Mi emozionavo, ascoltando Stefano che raccontava come per
lui a volte diventasse luogo di interiorità la sala
d'aspetto di una stazione o di un aeroporto: proprio in
una sala d'aspetto affollata, giorni prima gli era capitato
di digitare le parole di benedizione del suo matrimonio
e di trasalire a quelle parole.
Mentre ne ascoltavo la voce e guardavo gli occhi di Luisa
che lo coprivano, nel cuore mi ritornavano le parole di
Madeleine Delbrêl, la sua interiorità, vissuta
-per vocazione- sulle strade.
"Se i monasteri appaiono come i luoghi della lode e
come i luoghi del silenzio necessari alla lode, nelle strade,
schiacciati tra la folla, noi stabiliamo le nostre anime
come altrettante cavità di silenzio dove la Parola
di Dio può fermarsi e risuonare".
"Nelle strade, sul metrò, in questa folla, cuore
contro cuore, schiacciata tra tanti corpi, sul nostro sedile
dove tre sconosciuti ci tengono compagnia, nella strada
scura, il nostro cuore palpita come un pugno chiuso su un
uccellino. Poter percorrere tutte le strade, sedersi in
tutti i metrò, salire tutte le scale, portare il
Signore dappertutto. E poi pregare, pregare come si prega
in mezzo ad altri deserti, pregare per tutta questa gente
così vicina a noi e così vicina a Dio... ".
Immaginare
spazi, immaginare tempi. Senza arrendersi.
E' venerdì sera, pensi alla settimana "lunga"
da cui vengono i fidanzati, sono le ventitrè e quasi
non ci siamo accorti.
Per rispetto alla stanchezza di ognuno pensi sia opportuno
chiudere l'incontro e poi ti trovi davanti gli occhi di
Francesca che ti dice che il suo desiderio sarebbe stato
quello di continuare ancora a lungo, perché queste
riflessioni la appassionano. Glielo leggi negli occhi.

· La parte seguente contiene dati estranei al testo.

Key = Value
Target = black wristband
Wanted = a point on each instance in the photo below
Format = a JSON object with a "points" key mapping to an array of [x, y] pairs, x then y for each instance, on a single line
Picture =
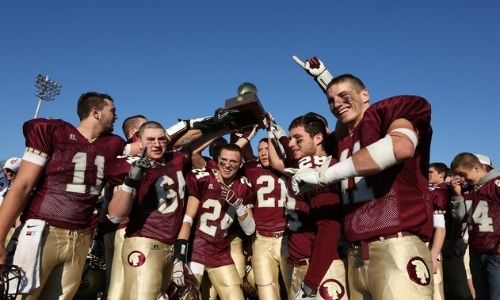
{"points": [[131, 182], [181, 249]]}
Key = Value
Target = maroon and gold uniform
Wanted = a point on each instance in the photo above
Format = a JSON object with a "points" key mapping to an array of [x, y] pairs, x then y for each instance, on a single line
{"points": [[269, 253], [153, 226], [396, 199], [325, 264], [74, 171], [440, 196], [325, 270], [483, 214], [391, 211], [65, 197], [210, 245]]}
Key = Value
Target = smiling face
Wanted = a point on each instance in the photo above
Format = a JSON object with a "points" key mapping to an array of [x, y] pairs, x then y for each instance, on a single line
{"points": [[348, 102], [263, 149], [435, 177], [302, 144], [155, 141], [229, 164], [471, 175], [107, 116]]}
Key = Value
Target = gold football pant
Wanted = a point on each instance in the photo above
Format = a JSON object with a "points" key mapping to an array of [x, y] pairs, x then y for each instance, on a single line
{"points": [[397, 268], [63, 258], [147, 266], [113, 243], [225, 280], [268, 259]]}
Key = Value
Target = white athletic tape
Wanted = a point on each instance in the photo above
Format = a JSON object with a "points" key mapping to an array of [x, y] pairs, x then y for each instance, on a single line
{"points": [[439, 221], [410, 134], [382, 152], [187, 219]]}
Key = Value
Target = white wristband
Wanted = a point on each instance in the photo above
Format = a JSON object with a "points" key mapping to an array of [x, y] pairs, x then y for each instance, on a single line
{"points": [[248, 225], [382, 152], [439, 221], [341, 170], [410, 134], [187, 219], [241, 210], [127, 188], [176, 128]]}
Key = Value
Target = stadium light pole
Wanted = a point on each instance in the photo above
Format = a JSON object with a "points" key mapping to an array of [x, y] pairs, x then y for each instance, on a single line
{"points": [[47, 89]]}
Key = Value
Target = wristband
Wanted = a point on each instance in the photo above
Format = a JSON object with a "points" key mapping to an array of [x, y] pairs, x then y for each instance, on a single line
{"points": [[241, 210], [131, 183], [181, 249], [127, 189]]}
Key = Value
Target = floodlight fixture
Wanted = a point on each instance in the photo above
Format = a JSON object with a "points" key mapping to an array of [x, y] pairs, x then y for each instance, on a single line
{"points": [[47, 90]]}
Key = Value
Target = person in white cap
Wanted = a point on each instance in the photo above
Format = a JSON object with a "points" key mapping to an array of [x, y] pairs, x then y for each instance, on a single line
{"points": [[482, 206], [485, 160]]}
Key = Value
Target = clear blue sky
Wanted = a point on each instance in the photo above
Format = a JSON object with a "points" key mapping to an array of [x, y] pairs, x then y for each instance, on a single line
{"points": [[182, 59]]}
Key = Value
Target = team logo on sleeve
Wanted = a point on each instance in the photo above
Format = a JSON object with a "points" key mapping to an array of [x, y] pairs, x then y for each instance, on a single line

Immaginare spazi, immaginare tempi. Ognuno i suoi. Senza
arrendersi. La sala di una parrocchia o la sala d'aspetto
di una stazione o di un aeroporto. O un angolo della casa.
La tua.
Immaginare spazi, immaginare tempi. Senza arrendersi. Per
non finire espropriati come schiavi. Perché nessuno
si ritrovi uomo di successo, donna di successo, ma aridi.

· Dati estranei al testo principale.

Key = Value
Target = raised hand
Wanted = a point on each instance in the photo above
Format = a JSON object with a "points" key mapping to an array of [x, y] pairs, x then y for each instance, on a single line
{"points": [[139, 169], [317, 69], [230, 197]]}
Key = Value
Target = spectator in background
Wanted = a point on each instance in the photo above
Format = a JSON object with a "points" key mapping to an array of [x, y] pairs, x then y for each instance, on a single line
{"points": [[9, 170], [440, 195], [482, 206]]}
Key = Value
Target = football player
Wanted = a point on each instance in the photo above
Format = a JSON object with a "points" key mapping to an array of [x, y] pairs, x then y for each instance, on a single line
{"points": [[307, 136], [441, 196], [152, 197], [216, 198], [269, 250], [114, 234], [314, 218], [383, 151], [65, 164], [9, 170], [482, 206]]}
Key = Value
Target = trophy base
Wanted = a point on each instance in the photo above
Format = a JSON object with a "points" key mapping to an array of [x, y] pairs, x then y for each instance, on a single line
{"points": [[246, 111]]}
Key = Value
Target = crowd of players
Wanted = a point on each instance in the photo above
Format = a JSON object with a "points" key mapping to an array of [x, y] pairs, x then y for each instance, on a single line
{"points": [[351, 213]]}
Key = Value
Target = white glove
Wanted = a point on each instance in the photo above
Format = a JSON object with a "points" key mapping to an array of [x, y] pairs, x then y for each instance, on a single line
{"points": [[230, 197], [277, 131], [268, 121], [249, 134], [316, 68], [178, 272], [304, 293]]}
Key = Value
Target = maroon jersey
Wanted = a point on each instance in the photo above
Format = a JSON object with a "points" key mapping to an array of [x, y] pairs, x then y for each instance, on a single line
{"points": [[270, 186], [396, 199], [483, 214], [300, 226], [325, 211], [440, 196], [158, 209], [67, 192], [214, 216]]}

Trovare tempo. Puoi anche dire che non hai tempo in queste
sere o in queste mattine di maggio, di dare l'acqua ai gerani,
che danno bellezza ai balconi di questa città. Ma
conosci il prezzo: li troverai presto irrimediabilmente
inariditi. Così la vita.
Ogni sera, ogni mattina guardo con emozione con quanto desiderio
la terra nei vasi dei fiori beva l'acqua quasi ne fosse
in attesa.
Acqua non inquinata, da roccia durissima, la tua Parola,
Signore. Acqua non inquinata, da roccia durissima, gli occhi
di Anna, di Luisa e di Stefano, gli occhi di Francesca.
Mi insegnano che c'è tempo. Tempo per ogni cosa.